The reflective part: the easy story to tell is "we wrote a pipeline, it saved time, here are the metrics." The harder, truer story is that the form was the bottleneck, not the work. Subscription provisioning is not actually difficult. The Bicep that stamps a landing zone is two hundred lines. The pipeline is four stages. The federated credential dance is forty seconds of script.

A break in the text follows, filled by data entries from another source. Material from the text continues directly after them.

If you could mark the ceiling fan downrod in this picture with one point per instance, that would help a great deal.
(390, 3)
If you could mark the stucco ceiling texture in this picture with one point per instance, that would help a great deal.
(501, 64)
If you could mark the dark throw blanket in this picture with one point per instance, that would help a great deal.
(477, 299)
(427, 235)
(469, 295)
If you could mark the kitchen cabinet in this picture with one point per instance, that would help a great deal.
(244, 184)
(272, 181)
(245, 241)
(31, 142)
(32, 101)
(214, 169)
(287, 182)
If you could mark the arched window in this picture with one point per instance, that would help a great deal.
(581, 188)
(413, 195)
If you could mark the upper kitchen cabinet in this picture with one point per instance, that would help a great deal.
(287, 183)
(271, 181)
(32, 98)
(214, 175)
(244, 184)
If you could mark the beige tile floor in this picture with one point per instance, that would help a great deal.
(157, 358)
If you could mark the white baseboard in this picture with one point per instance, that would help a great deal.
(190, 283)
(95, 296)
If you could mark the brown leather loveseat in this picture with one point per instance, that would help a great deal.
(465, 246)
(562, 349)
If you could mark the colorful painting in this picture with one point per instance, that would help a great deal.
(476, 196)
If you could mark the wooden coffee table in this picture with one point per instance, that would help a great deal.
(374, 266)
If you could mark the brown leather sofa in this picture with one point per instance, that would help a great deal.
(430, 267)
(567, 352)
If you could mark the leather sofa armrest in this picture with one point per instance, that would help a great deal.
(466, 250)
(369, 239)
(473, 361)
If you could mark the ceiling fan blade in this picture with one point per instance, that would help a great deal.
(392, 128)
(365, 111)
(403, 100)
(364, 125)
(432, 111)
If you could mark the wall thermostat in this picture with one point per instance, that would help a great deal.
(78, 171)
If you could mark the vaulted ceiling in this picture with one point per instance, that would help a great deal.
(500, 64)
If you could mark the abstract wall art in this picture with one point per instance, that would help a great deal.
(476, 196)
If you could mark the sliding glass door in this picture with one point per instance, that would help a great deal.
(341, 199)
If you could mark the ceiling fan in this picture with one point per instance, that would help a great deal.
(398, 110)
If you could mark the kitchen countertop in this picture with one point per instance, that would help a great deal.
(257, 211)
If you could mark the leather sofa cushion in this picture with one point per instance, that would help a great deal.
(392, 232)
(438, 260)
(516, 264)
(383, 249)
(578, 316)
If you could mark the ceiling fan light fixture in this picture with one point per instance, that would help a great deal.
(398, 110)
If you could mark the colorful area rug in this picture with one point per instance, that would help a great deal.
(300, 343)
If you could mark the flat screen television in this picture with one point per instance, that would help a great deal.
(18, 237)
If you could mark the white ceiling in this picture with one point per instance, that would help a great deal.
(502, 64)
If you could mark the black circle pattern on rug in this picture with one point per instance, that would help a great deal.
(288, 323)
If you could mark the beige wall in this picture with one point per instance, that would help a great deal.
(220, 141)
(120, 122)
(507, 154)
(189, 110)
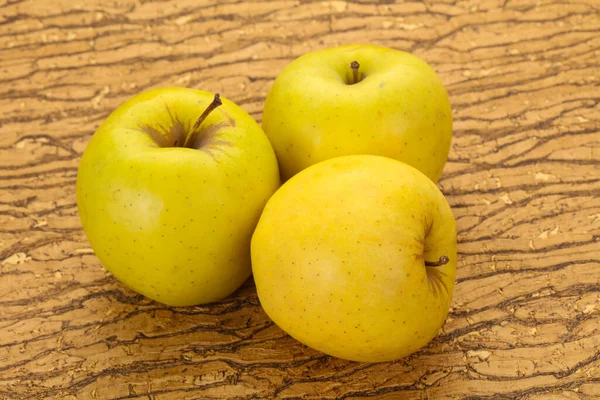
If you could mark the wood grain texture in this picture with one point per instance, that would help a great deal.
(523, 180)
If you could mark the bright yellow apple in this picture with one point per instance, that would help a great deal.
(389, 103)
(169, 200)
(356, 257)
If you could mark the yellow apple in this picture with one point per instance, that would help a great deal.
(356, 257)
(358, 99)
(169, 200)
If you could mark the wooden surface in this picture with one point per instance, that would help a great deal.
(523, 180)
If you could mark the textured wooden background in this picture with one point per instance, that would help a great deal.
(523, 179)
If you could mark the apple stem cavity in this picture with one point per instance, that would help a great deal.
(442, 261)
(355, 73)
(189, 141)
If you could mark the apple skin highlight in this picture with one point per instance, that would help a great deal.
(174, 223)
(392, 104)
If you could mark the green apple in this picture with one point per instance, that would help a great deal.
(359, 99)
(356, 257)
(169, 195)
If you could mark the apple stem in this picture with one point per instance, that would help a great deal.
(442, 261)
(355, 66)
(189, 141)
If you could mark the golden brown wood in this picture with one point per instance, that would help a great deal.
(523, 179)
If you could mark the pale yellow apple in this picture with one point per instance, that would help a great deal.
(340, 258)
(174, 223)
(398, 108)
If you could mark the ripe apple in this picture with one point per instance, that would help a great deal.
(358, 99)
(356, 257)
(169, 200)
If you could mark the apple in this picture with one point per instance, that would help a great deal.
(356, 257)
(358, 99)
(169, 200)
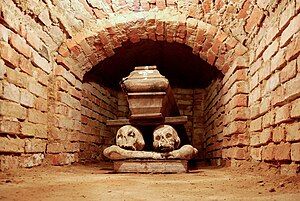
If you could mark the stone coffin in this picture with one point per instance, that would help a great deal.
(151, 166)
(149, 95)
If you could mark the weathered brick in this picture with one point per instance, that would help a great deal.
(256, 153)
(17, 78)
(11, 92)
(9, 55)
(256, 125)
(41, 62)
(293, 131)
(41, 104)
(268, 152)
(4, 33)
(268, 119)
(26, 98)
(11, 145)
(282, 114)
(295, 152)
(37, 89)
(279, 134)
(291, 91)
(254, 19)
(35, 145)
(271, 50)
(282, 151)
(288, 72)
(33, 129)
(36, 116)
(11, 109)
(20, 45)
(295, 111)
(11, 127)
(31, 160)
(292, 28)
(265, 136)
(272, 83)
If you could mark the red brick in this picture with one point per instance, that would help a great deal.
(256, 125)
(26, 98)
(282, 114)
(256, 153)
(11, 127)
(44, 17)
(40, 104)
(25, 65)
(34, 40)
(33, 129)
(11, 109)
(272, 83)
(268, 152)
(292, 28)
(282, 151)
(265, 136)
(20, 45)
(295, 152)
(291, 91)
(271, 50)
(41, 62)
(37, 89)
(36, 116)
(254, 19)
(268, 119)
(11, 92)
(243, 13)
(293, 131)
(289, 169)
(288, 72)
(4, 33)
(278, 60)
(9, 55)
(35, 145)
(265, 105)
(11, 145)
(295, 111)
(293, 49)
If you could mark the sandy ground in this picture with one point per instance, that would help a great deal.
(97, 182)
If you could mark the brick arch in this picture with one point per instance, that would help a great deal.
(211, 43)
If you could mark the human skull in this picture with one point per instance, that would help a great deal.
(165, 138)
(129, 137)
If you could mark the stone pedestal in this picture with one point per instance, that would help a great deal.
(150, 166)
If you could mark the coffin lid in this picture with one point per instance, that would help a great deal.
(145, 79)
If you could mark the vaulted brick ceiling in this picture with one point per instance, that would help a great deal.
(174, 60)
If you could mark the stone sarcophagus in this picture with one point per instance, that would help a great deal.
(149, 95)
(152, 105)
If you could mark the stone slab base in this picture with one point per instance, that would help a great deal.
(150, 166)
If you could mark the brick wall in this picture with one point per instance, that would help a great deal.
(275, 89)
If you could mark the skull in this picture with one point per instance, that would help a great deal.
(165, 138)
(129, 137)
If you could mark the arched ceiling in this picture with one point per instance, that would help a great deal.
(174, 60)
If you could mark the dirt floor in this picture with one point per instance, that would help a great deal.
(97, 182)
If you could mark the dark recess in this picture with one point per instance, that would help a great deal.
(175, 61)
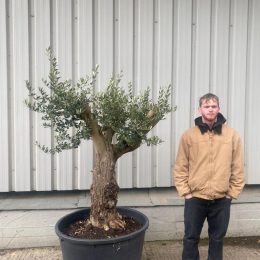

None of these are hard problems. What was hard was making the request into a software artifact (a PR) rather than a human-routed ticket. Once it was a PR, the obvious thing to do was run a pipeline against it, and the obvious place to deposit the answer was a Teams message. The hardness was organisational, not technical. The pipeline is the artefact; the artefact people will read is this article. But the actual product is the PR template. Without it, the pipeline would be a faster ticket. With it, the pipeline is a self-service product.
If I had to do this work again on a fresh org, I would start with the PR template before I wrote a single line of Bicep. The validation rules in Stage 1 are the part that prevents the new world from drifting back toward the old one. The Bicep is replaceable; the YAML schema is the contract. The pipeline implements the contract; the team implements the pipeline. As long as the contract is enforced, the rest is plumbing, and plumbing is the easy part.